Last year, I participated in the People’s Climate March in New York City, where Sierra Club marched under a “We Have Solutions” banner. Before marchers took off down the street, four hundred thousand people held their hands in the air solemnly connected for one minute by deep silence. Then came the whistle, the primal scream of coordinated action, and the forward movement as we collectively walked to show the world that we, the people, intend to take on the gargantuan task of solving the climate crisis. It was powerful, empowering, energizing, uplifting, joyful, and deeply moving.

In 2015, The Sierra Club Foundation continues to support mass mobilization events that tie activists around the country into one movement with an overarching message: we demand strong and just climate action.

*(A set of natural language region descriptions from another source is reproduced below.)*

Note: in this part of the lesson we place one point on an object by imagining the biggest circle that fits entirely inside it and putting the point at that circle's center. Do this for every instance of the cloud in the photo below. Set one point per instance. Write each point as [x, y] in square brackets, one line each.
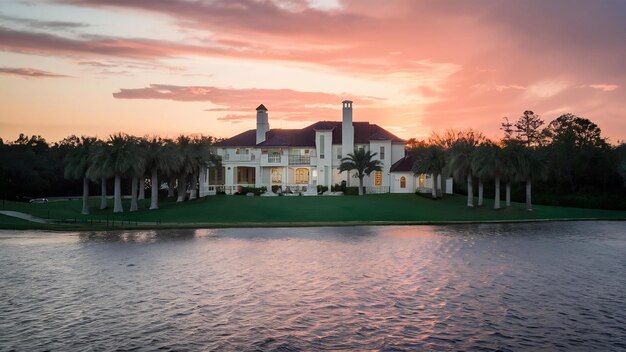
[284, 104]
[39, 24]
[604, 87]
[28, 72]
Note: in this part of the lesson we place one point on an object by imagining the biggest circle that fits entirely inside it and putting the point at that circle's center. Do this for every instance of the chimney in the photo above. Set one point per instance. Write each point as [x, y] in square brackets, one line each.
[262, 124]
[347, 129]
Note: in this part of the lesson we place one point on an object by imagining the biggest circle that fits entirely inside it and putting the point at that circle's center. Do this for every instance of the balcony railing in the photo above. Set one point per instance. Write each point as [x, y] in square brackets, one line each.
[275, 159]
[239, 157]
[299, 160]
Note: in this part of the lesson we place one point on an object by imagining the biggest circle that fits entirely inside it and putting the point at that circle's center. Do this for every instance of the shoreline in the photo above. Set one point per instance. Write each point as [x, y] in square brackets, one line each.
[55, 226]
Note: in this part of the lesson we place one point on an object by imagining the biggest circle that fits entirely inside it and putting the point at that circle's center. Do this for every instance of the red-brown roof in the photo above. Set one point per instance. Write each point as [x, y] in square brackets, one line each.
[364, 132]
[403, 165]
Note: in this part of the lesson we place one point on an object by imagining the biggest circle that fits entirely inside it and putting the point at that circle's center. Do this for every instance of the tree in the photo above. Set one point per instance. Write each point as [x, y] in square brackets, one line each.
[120, 160]
[156, 162]
[77, 162]
[577, 152]
[429, 160]
[528, 129]
[487, 164]
[458, 158]
[362, 162]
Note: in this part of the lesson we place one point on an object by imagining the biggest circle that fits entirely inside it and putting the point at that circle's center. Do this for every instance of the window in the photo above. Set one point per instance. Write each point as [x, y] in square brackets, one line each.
[302, 176]
[274, 157]
[277, 175]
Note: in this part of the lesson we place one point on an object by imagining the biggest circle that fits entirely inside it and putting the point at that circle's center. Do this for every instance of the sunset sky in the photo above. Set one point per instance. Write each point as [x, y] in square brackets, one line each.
[167, 67]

August 29 of this year marks the ten year anniversary of Hurricane Katrina, a storm exacerbated by climate change that devastated the gulf coast. With support from Sierra Club Foundation donors, the Sierra Club commemorates one of the most tragic natural disasters in U.S. history by supporting local communities to stage a historic event in New Orleans, Katrina 10 Year Commemoration: Rebuild, Resist, Renew. Since the storm hit, Sierra Club organizers have been on the ground working with those very communities hit hardest by the storm – whether it be working with community members to remove toxic formaldehyde from their FEMA trailers or to continue the critical work of cleaning up and restoring Bayou Bienvenue and Bayou Sauvage or working with residents of the Lower Ninth Ward to rebuild their homes with solar power to benefit their community economically and environmentally. Now, in the Lower Ninth Ward, residents are 500% more likely to have solar than other residents of New Orleans because the community supports clean energy and energy efficiency.

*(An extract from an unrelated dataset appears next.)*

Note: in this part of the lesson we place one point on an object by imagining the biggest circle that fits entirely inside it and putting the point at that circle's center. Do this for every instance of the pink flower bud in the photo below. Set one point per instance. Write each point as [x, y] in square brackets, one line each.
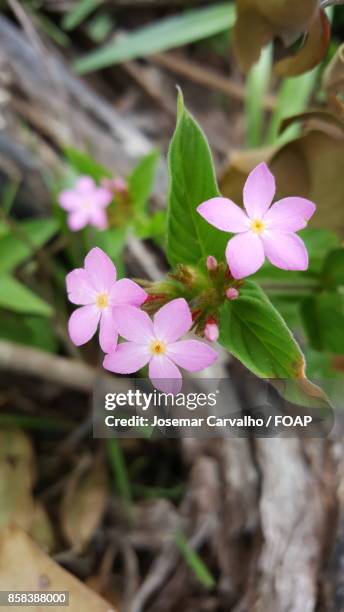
[211, 330]
[211, 263]
[232, 293]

Following the New Orleans event, on October 3 in Detroit, the Sierra Club, alongside other social justice partners, is organizing a "March for Justice" in support of a common vision for our future that connects environmental justice, worker justice, racial justice, water justice, food justice, human rights, and access to democracy.  Sierra Club has spent years fighting to clean up the River Rouge coal plant, downriver from Detroit, which spews up to 85% of the sulphur dioxide pollution into the surrounding Wayne County. River Rouge pollution affects mostly low-income communities of color, a pattern that exists all across America.

In order to grow this movement, it is incredibly important for local activists to know they have the support of like-minded people outside of their communities too. That is why we will be weaving through all of these events the global message that clean energy is necessary for strong and just climate action. Should you join us at one of these events or are supporting them from afar, know that you are helping build momentum for everything else that is happening to solve the climate crisis – from future mass mobilization events demonstrating people power to achieving a successful global climate action plan at the United Nations Climate Conference in Paris later this year to eventually achieving a 100 percent clean energy vision in the U.S.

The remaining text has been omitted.